Washing feet on a full stomach… doesn’t sound great, smell right, or feel good. In this age of senior, executive-style leadership models, foot washers are hard to find. What does it mean to wash feet today?

  • Could it mean pulling preschool duty or teaching children on Sunday morning?
  • Could it mean rolling up your sleeves and taking on a responsibility in your Sunday School class or small group?
  • Could it mean greeting guests in the parking lot or in the worship center?
  • Could it mean hanging around after service to listen to a hurting brother or sister?
  • Could it mean meeting a practical need in our care n’ share ministry?
  • Could it mean inviting some church people over for dinner?
  • Could it mean keeping children for a young couple to get out for awhile — for free?
  • Could it mean coming to church early to pray over the places hurting people will be sitting and listening?
  • Could it mean giving a senior a ride to the grocery store or beauty shop?
  • Could it really mean ________________? (you fill in the blank)

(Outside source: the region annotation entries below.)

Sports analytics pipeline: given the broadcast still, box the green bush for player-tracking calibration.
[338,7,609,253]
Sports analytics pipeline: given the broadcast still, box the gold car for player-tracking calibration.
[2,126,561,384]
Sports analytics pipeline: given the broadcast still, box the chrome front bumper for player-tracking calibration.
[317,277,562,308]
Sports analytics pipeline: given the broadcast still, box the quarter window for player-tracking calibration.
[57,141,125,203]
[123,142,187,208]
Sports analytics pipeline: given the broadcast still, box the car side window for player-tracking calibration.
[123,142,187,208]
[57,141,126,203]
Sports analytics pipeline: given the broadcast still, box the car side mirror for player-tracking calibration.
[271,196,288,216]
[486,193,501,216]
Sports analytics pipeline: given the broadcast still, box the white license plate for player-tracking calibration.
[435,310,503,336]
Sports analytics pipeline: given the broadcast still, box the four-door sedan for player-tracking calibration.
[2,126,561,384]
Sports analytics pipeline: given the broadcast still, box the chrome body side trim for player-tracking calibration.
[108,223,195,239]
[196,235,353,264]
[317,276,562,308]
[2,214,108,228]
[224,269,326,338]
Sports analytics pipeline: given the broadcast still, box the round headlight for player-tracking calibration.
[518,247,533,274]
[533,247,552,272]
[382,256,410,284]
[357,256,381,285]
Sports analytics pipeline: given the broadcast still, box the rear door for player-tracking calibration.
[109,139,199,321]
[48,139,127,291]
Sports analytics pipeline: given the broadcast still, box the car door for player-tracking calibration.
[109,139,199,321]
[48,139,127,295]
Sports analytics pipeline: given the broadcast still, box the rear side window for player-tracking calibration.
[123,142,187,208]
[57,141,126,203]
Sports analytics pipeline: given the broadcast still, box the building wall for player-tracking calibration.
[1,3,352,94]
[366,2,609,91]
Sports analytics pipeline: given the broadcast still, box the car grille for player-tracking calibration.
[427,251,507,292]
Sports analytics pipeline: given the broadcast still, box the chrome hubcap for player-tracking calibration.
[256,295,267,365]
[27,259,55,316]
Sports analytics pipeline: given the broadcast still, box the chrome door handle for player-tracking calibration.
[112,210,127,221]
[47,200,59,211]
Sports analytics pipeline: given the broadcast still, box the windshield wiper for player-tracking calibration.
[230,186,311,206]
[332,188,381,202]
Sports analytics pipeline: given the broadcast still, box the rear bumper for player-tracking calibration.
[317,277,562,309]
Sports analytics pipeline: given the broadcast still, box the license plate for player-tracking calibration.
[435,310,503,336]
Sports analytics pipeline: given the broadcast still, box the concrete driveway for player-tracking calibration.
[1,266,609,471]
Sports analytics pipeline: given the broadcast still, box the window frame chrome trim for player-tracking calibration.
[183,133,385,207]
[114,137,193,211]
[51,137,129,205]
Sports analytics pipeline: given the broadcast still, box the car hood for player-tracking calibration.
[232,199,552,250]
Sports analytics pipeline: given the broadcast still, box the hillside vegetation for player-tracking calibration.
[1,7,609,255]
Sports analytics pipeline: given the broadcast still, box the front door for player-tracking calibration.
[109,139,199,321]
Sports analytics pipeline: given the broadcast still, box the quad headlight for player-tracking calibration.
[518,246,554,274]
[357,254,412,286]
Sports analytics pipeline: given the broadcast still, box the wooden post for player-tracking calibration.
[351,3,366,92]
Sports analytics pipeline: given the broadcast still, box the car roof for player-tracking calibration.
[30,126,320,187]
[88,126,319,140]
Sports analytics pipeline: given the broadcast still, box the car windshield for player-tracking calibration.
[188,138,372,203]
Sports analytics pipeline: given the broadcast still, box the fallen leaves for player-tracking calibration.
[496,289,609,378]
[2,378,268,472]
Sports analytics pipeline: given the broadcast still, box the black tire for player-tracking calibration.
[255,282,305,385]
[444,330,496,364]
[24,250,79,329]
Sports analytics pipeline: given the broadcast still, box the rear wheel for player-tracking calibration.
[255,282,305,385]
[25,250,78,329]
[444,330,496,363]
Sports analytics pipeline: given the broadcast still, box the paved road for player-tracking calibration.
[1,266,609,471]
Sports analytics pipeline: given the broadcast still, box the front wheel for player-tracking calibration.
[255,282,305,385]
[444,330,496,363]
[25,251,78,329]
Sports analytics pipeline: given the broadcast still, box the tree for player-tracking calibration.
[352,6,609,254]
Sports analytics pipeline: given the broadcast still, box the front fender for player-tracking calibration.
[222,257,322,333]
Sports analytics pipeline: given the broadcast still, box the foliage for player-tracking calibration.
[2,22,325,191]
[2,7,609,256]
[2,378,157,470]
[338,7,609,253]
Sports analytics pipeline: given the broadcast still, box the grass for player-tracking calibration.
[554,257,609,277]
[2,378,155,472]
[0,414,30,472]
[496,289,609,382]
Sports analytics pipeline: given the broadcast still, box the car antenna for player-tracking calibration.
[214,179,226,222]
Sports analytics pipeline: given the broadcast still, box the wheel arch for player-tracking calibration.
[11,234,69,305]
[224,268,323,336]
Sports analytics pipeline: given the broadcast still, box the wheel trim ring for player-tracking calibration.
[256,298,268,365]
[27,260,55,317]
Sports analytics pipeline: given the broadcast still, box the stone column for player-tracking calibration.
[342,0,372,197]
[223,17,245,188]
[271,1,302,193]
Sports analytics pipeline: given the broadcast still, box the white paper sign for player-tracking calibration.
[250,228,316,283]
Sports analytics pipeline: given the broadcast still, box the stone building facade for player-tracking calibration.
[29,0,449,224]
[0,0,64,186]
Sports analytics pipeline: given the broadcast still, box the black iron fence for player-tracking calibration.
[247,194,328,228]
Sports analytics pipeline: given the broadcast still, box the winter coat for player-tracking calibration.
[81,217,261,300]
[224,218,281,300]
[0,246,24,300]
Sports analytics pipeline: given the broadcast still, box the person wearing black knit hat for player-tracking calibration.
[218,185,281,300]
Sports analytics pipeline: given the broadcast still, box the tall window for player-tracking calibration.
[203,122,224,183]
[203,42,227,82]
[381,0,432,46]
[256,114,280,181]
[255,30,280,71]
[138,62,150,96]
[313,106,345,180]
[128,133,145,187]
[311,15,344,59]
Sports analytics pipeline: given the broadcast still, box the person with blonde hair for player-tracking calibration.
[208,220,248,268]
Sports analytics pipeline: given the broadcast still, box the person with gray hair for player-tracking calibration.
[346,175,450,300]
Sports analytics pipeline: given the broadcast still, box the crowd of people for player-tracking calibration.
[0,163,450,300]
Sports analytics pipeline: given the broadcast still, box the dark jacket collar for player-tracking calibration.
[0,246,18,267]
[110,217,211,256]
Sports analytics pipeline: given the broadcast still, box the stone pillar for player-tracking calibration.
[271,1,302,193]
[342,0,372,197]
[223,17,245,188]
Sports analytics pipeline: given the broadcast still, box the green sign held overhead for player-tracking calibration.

Not very glamorous is it? But then neither is washing feet!

If you enjoyed the sermon, the worship, and the class study time — then you are truly well fed! The meal is over – what will you do now?

Consistency

Described in John 12, Palm Sunday has been observed through the centuries by the faithful, marking the beginning of Holy Week on the Christian calendar. The story is wonderful and a warning at the same time. Proclaiming their support for Christ, the citizens of Jerusalem greeted Jesus on his famous ride into Jerusalem, waving palms and shouting praises before the Lord. However, many of those same citizens were probably part of the same crowd that support His crucifixion.

Palm Sunday is a good time to remember our own tendency to be inconsistent in our service of Christ. Hypocrisy and unfaithfulness is usually someone else’s problem. The television preacher exposed as a philanderer; the church member who professes devotion on Sunday, only to embrace unethical business practices during the week; or the deacon who prays for God’s blessing, while dividing a church with destructive gossip about the preacher. Those are the hypocrites.

Yet, James cautioned that teachers would face a greater judgment (James 3:1). The more we know, the more we are called to live and model before a watching world. What an awesome assignment to be a communicator of God’s Word!

It is easy to get caught up in the duties associated with our ministry — especially during a busy Easter season. Yet, I can’t think of a better time to pause and reflect, asking the Lord to search our hearts and renew our passion for Him. Lord, make us consistent, matching our words with our deeds.